On the 58th anniversary of the seminal “Bloody Sunday” march, President Biden visited Selma, Alabama and issued a renewed call to action for voting rights protections.
This trip’s purpose is twofold for Biden– it both emphasizes his 2020 campaign promises and commitment to Black voters who were crucial to his ascent to the White House, and it underscores his commitment to democracy “at a time when he has been unable to push enhanced voting protections through Congress and a conservative Supreme Court has undermined a landmark voting law,” AP News notes.
At the Edmund Pettus Bridge, where approximately 600 civil rights activists in 1965 “were attacked by state and local lawmen” on their route from Selma, marching eastward, Biden spoke to the assembled crowd paying tribute to those protestors and galvanizing support for the voting rights bills currently stalled in Congress.
“This fundamental right remains under assault. The conservative Supreme Court has gutted the Voting Rights Act over the years. Since the 2020 election, a wave of states and dozens and dozens of anti-voting laws [have passed] fueled by the ‘Big Lie’ and the election deniers now elected to office,” said Biden.
“Selma is a reckoning. The right to vote and to have your vote counted is the threshold of democracy and liberty…With it, anything’s possible. Without it, without that right, nothing is possible. And this fundamental right remains under assault,” continued Biden, adding “On this bridge, blood was given to help redeem the soul of America.”
Selma became a turning point and lynchpin moment for the civil rights movement, after images of the brutal police violence from that day circulated, becoming a spark for national outrage. President Lyndon B. Johnson introduced the Voting Rights Act of 1965 just eight days after “Bloody Sunday,” referencing this pivotal moment as one wherein “history and fate meet at a single time.”
Before Sunday’s visit, activists had sent a letter to Congress and Biden, expressing their frustration on the limited progress towards enacting voting rights legislation and “urged Washington politicians visiting Selma not to sully the memories of Lewis and Williams and other civil rights activists with empty platitudes.”

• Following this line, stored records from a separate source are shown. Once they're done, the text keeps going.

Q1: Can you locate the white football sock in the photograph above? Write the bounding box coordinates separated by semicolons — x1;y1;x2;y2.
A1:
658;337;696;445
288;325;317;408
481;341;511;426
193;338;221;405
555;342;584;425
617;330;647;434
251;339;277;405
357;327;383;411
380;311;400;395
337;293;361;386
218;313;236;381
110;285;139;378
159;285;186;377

Biden seemed to heed their words, stating, “We know that we must get the votes in Congress to pass the John Lewis Voting Rights Advancement Act, and the Freedom to Vote Act…I’ve made it clear: I will not let a filibuster obstruct the sacred right to vote.”
“My message to you is this: We see you. We’re fighting to make sure no one’s left behind. This is a time of choosing and we need everybody engaged…So let’s pray, but let’s not rest. Let’s keep marching. Let’s keep the faith. But most of all, let’s remember who we are. We’re the United States of America, and there’s nothing, nothing, beyond our capacity when we act together,” said Biden before concluding with “Let’s finish the job.”
After his speech, Biden was joined by other politicians and prominent civil rights leaders who all partook in the annual walk across the Edmund Pettus Bridge.
Sunday’s commemorative events displayed the scars of the violent EF-2 tornado that ripped through Selma in January that destroyed or damaged thousands of the city’s properties, which Biden referenced in his speech.
“We know there’s work to do, especially as you recover from this devastating tornado and the storms that hit in January.” Mayor James Perkins thanked the President for approving a declaration of disaster, which aided in debris removal and cleanup, stating “We remain Selma strong…we will build back better.”